A man’s boot. Worn and wrinkled and all alone, toppled into a snowbank against the porch.
“Daddy?” I whisper, frozen for the space of two heartbeats.
I leap from the bench, and my skirt catches on the wheel spoke, but I rip right through and sprint toward the house. I don’t get far before I fall to my knees, bent over and gasping.
Because Daddy lies on his back across the porch steps, legs spread-eagled, bootless. Crimson pools beneath his head and drips down the steps—tiny rapids of blood. His eyes are wide to the sky, and just above them, like a third eye in a brow paler than snow, is a dark bullet hole.
“Mama!” I yell, and then I yell it again. I can’t take my eyes off Daddy’s face. He seems so surprised. So alive, except for that unblinking stare.
What should I do? Drag him away before he ruins the porch, maybe. Or put his boots back on. Why did Daddy go outside without his boots?
My hands shake with the need to do something. To fix something. My eyes search the steps, the porch, the wide-open doorway, but I can only find the one boot, shoved into the snowbank. “Mama? Where are Daddy’s boots?” My voice is shrill in the winter air, almost a scream.
I use the porch railing to pull myself to my feet. If I can just find that blasted boot, everything will be fine. Why isn’t Mama answering?
The world shifts, and I stumble hard against the railing.
Two gunshots. I heard two. “Mama,” I whisper.
I start running. Through the drawing room, the bedroom, the kitchen still messy from supper. Upstairs to the dormer room where I sleep, then back down again. Sunshine has broken through the clouds, streaming light through our windows. Mama’s touches of love are everywhere—the blue calico curtains of my bedroom, the pine boughs winding our otherwise plain banister, and poking from the vase on our mantel, flowers made from wrapping paper and stained yellow with wild mustard.
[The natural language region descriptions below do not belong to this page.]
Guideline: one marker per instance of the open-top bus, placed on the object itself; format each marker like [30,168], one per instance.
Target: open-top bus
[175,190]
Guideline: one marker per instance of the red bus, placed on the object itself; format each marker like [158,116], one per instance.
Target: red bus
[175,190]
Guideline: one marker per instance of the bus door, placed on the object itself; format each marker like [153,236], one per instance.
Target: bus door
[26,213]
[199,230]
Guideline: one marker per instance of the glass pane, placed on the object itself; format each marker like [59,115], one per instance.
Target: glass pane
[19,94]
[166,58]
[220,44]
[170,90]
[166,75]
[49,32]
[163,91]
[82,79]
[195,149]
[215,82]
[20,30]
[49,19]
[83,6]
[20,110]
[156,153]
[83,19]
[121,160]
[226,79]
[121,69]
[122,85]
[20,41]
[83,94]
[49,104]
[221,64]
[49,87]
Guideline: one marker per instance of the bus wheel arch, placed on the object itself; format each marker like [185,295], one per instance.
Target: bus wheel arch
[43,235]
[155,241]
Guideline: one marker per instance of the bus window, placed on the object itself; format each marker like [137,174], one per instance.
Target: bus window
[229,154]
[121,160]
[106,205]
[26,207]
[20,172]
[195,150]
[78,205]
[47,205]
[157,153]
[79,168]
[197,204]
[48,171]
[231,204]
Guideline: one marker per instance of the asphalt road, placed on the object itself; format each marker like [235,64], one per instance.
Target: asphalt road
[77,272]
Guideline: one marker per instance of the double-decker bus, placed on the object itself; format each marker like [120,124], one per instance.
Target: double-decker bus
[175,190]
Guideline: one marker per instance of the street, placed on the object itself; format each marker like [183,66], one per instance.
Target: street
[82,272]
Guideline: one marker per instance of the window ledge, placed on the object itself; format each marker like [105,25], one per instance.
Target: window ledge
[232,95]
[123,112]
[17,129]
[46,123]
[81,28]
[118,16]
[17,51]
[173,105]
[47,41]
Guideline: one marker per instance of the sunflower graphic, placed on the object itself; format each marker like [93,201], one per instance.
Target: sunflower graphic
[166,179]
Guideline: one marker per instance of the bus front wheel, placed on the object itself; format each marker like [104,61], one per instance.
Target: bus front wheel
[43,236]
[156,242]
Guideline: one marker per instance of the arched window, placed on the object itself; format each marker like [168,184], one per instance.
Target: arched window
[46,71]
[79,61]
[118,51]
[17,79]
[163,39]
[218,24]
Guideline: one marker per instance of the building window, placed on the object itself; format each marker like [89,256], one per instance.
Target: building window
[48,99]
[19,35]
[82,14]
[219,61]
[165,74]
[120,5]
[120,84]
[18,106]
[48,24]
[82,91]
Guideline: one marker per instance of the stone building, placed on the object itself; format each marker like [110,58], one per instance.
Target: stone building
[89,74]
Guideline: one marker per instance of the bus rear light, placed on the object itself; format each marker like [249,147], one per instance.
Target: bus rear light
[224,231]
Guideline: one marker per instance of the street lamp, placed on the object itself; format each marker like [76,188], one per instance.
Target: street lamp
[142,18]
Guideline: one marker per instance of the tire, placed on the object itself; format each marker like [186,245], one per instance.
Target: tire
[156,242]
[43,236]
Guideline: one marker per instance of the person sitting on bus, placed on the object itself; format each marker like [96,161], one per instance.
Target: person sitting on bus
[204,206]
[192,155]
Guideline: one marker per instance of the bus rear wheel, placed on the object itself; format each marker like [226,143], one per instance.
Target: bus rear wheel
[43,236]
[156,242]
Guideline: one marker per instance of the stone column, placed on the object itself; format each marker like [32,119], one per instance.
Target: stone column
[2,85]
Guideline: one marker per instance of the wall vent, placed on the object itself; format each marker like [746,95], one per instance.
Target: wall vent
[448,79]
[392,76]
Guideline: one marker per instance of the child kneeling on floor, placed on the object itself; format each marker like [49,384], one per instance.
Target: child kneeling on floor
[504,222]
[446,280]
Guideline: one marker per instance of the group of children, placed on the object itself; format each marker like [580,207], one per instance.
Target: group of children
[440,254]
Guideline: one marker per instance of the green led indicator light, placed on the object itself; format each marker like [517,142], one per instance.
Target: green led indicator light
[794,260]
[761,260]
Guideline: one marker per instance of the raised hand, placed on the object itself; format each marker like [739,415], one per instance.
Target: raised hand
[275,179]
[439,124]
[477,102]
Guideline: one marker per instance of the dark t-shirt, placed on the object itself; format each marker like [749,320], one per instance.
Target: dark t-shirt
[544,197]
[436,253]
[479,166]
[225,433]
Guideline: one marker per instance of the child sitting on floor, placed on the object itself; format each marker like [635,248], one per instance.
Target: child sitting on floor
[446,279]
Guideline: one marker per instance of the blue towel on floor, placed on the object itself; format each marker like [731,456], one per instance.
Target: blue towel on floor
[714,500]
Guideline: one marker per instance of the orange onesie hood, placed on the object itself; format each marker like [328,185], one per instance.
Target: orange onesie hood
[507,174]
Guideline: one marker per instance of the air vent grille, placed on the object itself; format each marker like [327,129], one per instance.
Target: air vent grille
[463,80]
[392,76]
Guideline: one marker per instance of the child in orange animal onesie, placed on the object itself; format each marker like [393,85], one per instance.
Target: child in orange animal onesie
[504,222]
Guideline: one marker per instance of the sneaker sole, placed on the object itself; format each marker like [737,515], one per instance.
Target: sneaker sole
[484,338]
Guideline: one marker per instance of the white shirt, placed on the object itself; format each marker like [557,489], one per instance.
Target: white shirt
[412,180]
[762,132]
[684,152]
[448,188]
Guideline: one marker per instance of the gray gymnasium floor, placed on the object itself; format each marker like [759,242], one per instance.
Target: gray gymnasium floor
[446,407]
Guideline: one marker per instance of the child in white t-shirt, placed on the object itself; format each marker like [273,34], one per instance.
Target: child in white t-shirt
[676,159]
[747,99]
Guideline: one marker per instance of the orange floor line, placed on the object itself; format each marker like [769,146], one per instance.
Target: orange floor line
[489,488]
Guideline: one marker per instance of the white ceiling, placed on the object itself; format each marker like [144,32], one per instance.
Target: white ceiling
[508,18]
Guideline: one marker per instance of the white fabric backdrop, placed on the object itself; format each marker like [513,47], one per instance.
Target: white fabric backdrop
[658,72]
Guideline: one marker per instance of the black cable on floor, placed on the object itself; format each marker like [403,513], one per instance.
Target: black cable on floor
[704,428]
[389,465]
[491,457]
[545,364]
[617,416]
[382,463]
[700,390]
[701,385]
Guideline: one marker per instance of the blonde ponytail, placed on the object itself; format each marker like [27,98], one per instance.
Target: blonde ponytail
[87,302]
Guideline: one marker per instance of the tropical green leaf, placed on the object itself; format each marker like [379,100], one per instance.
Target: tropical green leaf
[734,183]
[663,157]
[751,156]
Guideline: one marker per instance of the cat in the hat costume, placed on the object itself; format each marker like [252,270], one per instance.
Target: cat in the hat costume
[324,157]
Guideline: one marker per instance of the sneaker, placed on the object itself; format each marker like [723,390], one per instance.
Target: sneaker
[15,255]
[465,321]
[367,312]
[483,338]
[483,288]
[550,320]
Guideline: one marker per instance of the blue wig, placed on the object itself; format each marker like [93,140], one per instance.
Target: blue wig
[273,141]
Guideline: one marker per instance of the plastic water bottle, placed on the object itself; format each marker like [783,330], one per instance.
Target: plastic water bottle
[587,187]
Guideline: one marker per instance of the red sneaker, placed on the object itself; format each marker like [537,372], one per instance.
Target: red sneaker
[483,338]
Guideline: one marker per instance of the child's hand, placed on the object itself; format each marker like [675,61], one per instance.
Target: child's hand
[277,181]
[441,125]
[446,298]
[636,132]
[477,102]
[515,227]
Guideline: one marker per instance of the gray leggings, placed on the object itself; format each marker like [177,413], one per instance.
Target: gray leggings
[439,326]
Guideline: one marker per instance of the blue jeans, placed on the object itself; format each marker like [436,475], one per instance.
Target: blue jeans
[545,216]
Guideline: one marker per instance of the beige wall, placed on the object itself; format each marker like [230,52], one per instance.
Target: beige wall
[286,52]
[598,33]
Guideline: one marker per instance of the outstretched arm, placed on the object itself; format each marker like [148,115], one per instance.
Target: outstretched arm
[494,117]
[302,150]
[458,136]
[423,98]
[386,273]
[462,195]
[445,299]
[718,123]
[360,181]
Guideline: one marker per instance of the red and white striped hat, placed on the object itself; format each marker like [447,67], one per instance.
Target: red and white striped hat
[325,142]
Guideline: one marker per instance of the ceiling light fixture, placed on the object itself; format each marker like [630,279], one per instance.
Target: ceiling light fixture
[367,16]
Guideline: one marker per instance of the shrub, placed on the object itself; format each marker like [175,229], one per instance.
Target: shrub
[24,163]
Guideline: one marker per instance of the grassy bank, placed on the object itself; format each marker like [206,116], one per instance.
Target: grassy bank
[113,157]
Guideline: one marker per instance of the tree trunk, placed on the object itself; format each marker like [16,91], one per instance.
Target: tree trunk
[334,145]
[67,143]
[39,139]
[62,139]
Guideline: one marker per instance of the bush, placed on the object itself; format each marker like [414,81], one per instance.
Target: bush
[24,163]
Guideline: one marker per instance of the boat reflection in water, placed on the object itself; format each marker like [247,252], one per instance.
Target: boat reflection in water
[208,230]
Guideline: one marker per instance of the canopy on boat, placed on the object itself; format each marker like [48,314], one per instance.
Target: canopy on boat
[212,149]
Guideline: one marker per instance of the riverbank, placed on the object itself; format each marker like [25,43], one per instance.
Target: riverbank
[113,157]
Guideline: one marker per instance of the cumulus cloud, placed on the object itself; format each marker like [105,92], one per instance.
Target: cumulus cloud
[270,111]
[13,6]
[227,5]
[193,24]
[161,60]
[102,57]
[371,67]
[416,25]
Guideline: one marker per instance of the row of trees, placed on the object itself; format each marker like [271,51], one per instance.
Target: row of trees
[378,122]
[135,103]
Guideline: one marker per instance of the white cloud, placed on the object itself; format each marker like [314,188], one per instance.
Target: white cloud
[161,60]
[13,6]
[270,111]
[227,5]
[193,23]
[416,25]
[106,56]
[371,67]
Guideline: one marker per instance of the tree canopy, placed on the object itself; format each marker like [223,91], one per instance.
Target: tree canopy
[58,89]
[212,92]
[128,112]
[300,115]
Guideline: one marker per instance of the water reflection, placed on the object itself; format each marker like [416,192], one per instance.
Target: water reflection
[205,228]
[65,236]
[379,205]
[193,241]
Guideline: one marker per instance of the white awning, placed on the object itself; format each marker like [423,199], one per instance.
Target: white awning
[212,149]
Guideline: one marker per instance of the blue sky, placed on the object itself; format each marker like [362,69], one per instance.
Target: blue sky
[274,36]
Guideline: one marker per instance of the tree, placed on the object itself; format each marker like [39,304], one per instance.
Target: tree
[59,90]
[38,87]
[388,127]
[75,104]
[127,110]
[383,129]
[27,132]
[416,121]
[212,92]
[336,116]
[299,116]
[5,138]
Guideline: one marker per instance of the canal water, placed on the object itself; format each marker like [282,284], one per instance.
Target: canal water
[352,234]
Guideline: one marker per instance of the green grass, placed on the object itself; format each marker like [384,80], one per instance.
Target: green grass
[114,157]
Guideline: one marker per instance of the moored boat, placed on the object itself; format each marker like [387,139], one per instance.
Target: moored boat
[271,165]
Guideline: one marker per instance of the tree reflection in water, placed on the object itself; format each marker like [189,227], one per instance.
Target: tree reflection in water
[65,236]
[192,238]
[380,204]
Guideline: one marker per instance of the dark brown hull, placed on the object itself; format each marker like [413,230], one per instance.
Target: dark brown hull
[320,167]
Yesterday’s venison stew, still warm on the box stove.
But Mama is nowhere to be found, and the place feels so bare it’s like an ache in my soul.
Still calling for her, I race outside and bang on the outhouse. I search the barn. I splash through our tiny stream and sprint into the peach orchard.
Under the trees, I stop short. The world is so empty and quiet. Too quiet, as if even the trees need to be hushed and sad for a spell. Which is just as well; I must stop panicking and start thinking. You’re a smart girl, Lee, Daddy always says, especially when I struggle with algebra. You can figure this.
Winter chill works its way through my boots, which aren’t quite dry from yesterday’s hunt, and I wrap my arms around myself against the cold and the dread. In the distance, Peony snorts at something. I left the poor girl hitched to the wagon. She’ll have to keep.
I close my eyes and concentrate, turning in place like a compass.
Gold sings to me from north of the orchard, from the vein that Daddy and I started working before the snow hit. Fainter, as if very small or from very far away, comes the one I’m looking for: a hymn of purity, a lump of sweetness in my throat. A nugget, maybe, but I’m hoping it’s Mama’s locket.